In Defense of 'Mad Men'

In the current issue of the New York Review of Books, along with characteristically thoughtful essays on upheaval in the Middle East and health care, the lead article by Daniel Mendelsohn is a critical dissection of Mad Men, the celebrated AMC series. Mendelsohn's best known book is The Lost: A Search for Six of the Six Million, a personal account of his family's fate in the Holocaust. The contributors' page lists his translations with commentary of Cavafy's Collected Poems and Unfinished Poems. He teaches at Bard. The article is splenetic:

The writing is extremely weak, the plotting haphazard and often preposterous, the characterizations shallow and sometimes incoherent; its attitude toward the past is glib and its self-positioning in the present is unattractively smug; the acting is almost without exception bland and sometimes amateurish.

Worst of all--in a drama with aspirations to treating social and historical "issues"--the show is melodramatic rather than dramatic. By this I mean that it proceeds, for the most part like a soap opera, serially (and often unbelievably) generating and then resolving successive personal crises...rather than exploring, by means of believable conflicts between personality and situation, the contemporary social and cultural phenomena it regards with such fascination.

That may be the harshest paragraph I've ever read in the New York Review of Books, at least outside politics, and I've been a reader almost since it was founded in the midst of a newspaper strike in 1963. Mendelsohn's portrayal of the show's failings--tempered slightly by praise for its design, a few scenes, and the roles played by children--is for me, perhaps paradoxically, a significant affirmation of Mad Men's standing in what he describes as "a new golden age of television, a medium that has been liberated by cable broadcasting to explore both fantasy and reality than ever before."

I am not really a television viewer. I have never seen Breaking Bad, Glee, Lost, Law and Order, Big Love, and a long list of other shows that have fervent fans. But I have watched every episode of Mad Men. I have already written about the series once, mainly to complain that its first Sunday night showings have added commercials each season, which disrupts the story line and inevitably has to shape the writing to fit the necessary breaks. On the other hand, I ordered the season four DVD weeks ago. It doesn't arrive until March 29. And I am among many (a number in the low millions) who have assiduously followed the series, either in disagreement with Mendelsohn or because the features he so dislikes are actually what make it so absorbing.

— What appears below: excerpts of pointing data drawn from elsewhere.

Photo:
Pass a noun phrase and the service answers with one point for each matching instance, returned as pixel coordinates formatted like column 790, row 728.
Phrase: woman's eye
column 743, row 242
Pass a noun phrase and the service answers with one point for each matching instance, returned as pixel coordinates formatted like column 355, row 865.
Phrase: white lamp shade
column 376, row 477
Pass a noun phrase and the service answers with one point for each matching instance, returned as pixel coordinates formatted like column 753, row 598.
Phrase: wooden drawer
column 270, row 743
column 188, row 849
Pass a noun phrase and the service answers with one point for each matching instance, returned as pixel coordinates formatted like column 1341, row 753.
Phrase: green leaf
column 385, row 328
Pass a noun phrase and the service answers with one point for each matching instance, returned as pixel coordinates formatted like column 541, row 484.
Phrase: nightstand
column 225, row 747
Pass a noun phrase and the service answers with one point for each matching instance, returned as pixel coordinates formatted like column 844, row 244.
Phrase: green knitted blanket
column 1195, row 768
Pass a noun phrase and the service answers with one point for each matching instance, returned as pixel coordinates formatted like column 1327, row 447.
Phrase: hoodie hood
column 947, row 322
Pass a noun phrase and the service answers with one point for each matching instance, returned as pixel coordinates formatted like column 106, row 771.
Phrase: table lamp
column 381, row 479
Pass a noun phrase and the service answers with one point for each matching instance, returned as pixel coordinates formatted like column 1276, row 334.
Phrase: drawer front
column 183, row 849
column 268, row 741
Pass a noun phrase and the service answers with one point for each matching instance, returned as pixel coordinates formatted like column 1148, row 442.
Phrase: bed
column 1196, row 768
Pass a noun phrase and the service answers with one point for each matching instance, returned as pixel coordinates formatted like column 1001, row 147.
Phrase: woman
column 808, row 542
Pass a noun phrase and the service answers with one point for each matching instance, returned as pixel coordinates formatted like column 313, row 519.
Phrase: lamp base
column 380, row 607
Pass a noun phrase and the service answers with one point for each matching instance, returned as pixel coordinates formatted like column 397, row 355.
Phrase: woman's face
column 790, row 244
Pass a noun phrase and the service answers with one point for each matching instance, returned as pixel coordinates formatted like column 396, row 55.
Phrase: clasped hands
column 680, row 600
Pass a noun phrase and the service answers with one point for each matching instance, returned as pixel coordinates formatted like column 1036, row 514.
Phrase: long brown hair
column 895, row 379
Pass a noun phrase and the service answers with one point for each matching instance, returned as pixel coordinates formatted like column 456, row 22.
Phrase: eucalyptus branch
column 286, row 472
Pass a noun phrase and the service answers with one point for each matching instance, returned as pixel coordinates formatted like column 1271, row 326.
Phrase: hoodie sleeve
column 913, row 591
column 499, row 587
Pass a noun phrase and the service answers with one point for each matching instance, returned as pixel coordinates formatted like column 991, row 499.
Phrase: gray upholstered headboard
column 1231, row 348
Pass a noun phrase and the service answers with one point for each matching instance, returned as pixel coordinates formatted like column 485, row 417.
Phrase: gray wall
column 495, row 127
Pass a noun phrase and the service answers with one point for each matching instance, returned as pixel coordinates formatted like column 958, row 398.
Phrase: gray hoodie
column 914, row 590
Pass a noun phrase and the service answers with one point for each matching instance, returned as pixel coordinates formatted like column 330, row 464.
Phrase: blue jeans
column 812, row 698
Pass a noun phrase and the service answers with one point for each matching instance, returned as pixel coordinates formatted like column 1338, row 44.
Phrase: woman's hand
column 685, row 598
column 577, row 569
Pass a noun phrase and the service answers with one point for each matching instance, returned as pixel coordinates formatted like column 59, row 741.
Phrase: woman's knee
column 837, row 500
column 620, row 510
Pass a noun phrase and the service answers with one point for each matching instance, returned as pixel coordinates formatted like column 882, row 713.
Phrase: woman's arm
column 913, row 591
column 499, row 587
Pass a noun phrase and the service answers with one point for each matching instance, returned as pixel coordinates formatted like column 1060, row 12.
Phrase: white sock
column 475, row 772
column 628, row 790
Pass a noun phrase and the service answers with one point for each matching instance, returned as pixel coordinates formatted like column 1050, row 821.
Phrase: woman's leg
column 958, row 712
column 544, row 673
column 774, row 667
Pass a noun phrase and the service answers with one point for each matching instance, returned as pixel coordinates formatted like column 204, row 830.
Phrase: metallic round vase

During the summer-fall seasons, Slate has run a dialogue on each episode, with anchor writers and dozens of comments. I've never joined the fray, but I read them all with a diligence I can't remember having applied to a movie, television show, or book since my first encounter with Catcher in the Rye, fifty years ago when I was Holden Caulfield's age and enrolled in a boarding school very much like the fictional Pencey Prep. So my question is whether I am attached to Mad Men because I remember the period vividly, even though I was too young to be one of the characters. Mendelsohn's argument is that the portrayals of the era are exaggerated, including the morning drinking, chain smoking, misogyny, racism, anti-Semitism, and other socially unattractive features embedded in that age, which seem so decadent now.

I'd argue that what makes the show so intriguing--and I've tested this theory with the twenty- and thirty-somethings who watch it almost as faithfully as I do--is that the characters actually do reflect the spirit of the age in the way popular culture should, amplified for effect but not to the point of caricature. Most of the major figures gradually reveal enough about their lives to humanize them within the bounds of familiar behavior rather than rendering them off-the-wall. Take Peggy Olson (Elisabeth Moss), who comes from a working class Brooklyn Catholic family. She evolves from a plain, though sexually adventurous, secretary into an accomplished advertising professional whose self-confidence and adroit office navigation is perhaps the most "instructive" role in the show for displaying how women in the workplace have shaped their personalities to changing standards.

Mendelsohn's appraisal of Mad Men as shallow and overwrought with occasionally sloppy plotting may well be true when the measurement is literal accuracy. But what he misses, with an earnestness that undermines his impact, is the combination of irony, dark humor, offensiveness, and poignancy that were also the main elements of The Sopranos, which Matthew Weiner, Mad Men's creator, was also instrumental in developing. I watched every episode of The Sopranos. James Gandolfini, Edie Falco, and many others were brilliant in their roles, and the Mob setting against family life in New Jersey was surely as dramatized as Mad Men's setting is. The difference is that The Sopranos represented an "exotic" panorama (so did The Wire), whereas Mad Men is close enough to the world of most of its viewers that we can recognize and identify with it rather than just accept it as entertainment.

I gather that Weiner and AMC are still haggling over the terms for season five. They'll probably reach agreement: more commercials on its initial showing, bigger paychecks for the stars, and maybe the first signs of fatigue with the concept. Whatever. Mendelsohn may not watch Mad Men when it returns, but I certainly will.